Его глаза, эти маленькие свиные глазки, мгновенно вспыхивают неистовой, неприкрытой жадностью, словно он только что выиграл в лотерею. Толстые губы растягиваются в мерзкой, самодовольной улыбке.
— Ты серьёзно? – в его голосе сквозит недоверие, смешанное с эйфорией.
— Абсолютно, – отвечаю я, стараясь, чтобы мой голос звучал твёрдо, чтобы он не уловил ни тени сомнения. – Но только после того, как Анна выйдет на свободу и Воронцов будет сидеть вместо неё. Только тогда мы будем что либо оформлять на тебя. Иначе сделки не будет. Никаких авансов.
Виктор быстро кивает, тяжело вздыхая и потирая потную шею — жест, который, кажется, выдаёт его нервное возбуждение и предвкушение скорой победы. Его массивное тело подаётся вперёд.
— Считай, что вопрос решён, Артём, – в его голосе нет и тени прежней усталости, только хищный азарт. – Завтра же, как только деньги поступят на мой счет, начнём действовать.

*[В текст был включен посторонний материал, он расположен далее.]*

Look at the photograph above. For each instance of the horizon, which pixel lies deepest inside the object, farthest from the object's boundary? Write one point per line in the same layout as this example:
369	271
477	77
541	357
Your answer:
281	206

Я молчу. Меня снова начинает тошнить от всего этого. От его омерзительной, жирной фигуры, от его торжествующего взгляда. От себя самого, согласившегося на эту сделку с дьяволом. Но другого пути нет.
Главное — Аня будет на свободе. Она будет дышать свежим воздухом, вернётся к сыну, вернётся к своей жизни. Остальное я переживу. Мой бизнес. Мои деньги. Моя гордость. Всё это — ничто по сравнению с её свободой. Да и если бы не я, ничего бы этого не случилось. Я просто переживу это. Переживу.